It seems like paradigm shifts happen more often than we think. They always
surprise me, at least (BLM, same sex marriage, legalized pot in the US).
Reading between the lines, I think he's saying that barring a paradigm shift,
this new kind of "anti-democratic populism" is going to be around for a while.

------
raphlinus
Carl Bergstrom is one of my favorite Twitter follows, especially on topics
that are pushed by seemingly legit sources (including peer-reviewed
publications) but contain serious flaws in reasoning. The course sounds
amazing, and I'm sure the book is good as well.

------
pmdulaney
"If some guy rolls in with a fancy algorithm telling you someone is a criminal
using facial features, you need to be able to say that is nuts."

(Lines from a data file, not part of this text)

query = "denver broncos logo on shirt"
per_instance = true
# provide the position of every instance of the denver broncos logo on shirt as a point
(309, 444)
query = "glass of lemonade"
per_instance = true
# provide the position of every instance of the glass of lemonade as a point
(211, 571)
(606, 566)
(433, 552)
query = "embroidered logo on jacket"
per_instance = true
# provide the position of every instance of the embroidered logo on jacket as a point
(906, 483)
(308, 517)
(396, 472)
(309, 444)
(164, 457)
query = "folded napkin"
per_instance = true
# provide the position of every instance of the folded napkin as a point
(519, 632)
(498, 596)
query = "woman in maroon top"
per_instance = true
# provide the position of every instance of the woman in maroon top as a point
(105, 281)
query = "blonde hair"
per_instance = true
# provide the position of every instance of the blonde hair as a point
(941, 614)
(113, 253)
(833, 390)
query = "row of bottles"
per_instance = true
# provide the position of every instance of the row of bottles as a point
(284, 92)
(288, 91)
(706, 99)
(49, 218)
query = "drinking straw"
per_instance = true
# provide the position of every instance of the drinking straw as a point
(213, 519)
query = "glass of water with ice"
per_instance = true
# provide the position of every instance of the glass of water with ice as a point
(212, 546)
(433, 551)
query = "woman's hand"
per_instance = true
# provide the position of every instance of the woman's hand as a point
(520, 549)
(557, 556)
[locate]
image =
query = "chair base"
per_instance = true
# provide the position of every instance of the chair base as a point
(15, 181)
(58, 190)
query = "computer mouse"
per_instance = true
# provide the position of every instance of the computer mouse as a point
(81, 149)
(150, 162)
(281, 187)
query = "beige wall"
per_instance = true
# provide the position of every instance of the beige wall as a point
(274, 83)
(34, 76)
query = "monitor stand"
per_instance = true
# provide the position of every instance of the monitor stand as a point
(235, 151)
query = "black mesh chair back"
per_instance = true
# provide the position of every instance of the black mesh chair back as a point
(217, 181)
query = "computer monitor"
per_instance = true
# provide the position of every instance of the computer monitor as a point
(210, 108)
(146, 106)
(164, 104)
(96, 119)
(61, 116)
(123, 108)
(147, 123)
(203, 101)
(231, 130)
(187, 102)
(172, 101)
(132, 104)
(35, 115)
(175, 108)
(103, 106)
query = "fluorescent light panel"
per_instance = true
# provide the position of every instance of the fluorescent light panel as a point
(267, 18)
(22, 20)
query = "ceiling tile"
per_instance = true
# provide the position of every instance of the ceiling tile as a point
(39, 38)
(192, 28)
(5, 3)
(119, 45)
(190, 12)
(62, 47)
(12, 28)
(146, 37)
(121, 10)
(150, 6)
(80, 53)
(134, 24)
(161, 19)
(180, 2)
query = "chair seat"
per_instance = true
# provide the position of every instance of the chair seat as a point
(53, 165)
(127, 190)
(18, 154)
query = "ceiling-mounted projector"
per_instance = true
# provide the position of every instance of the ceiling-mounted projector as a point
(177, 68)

OK, maybe. But I think that it is just as often political correctness as
science that allows one to dismiss such assertions out of hand. As much, as a
gentile, I would like to be able to dismiss "The Jews really are smarter than
the rest of us" out of hand, some unpopular assertions may in fact be true.
And I think truth has to come before other considerations. (Though it may be
best not to make such assertions at all if there's not a good reason to.)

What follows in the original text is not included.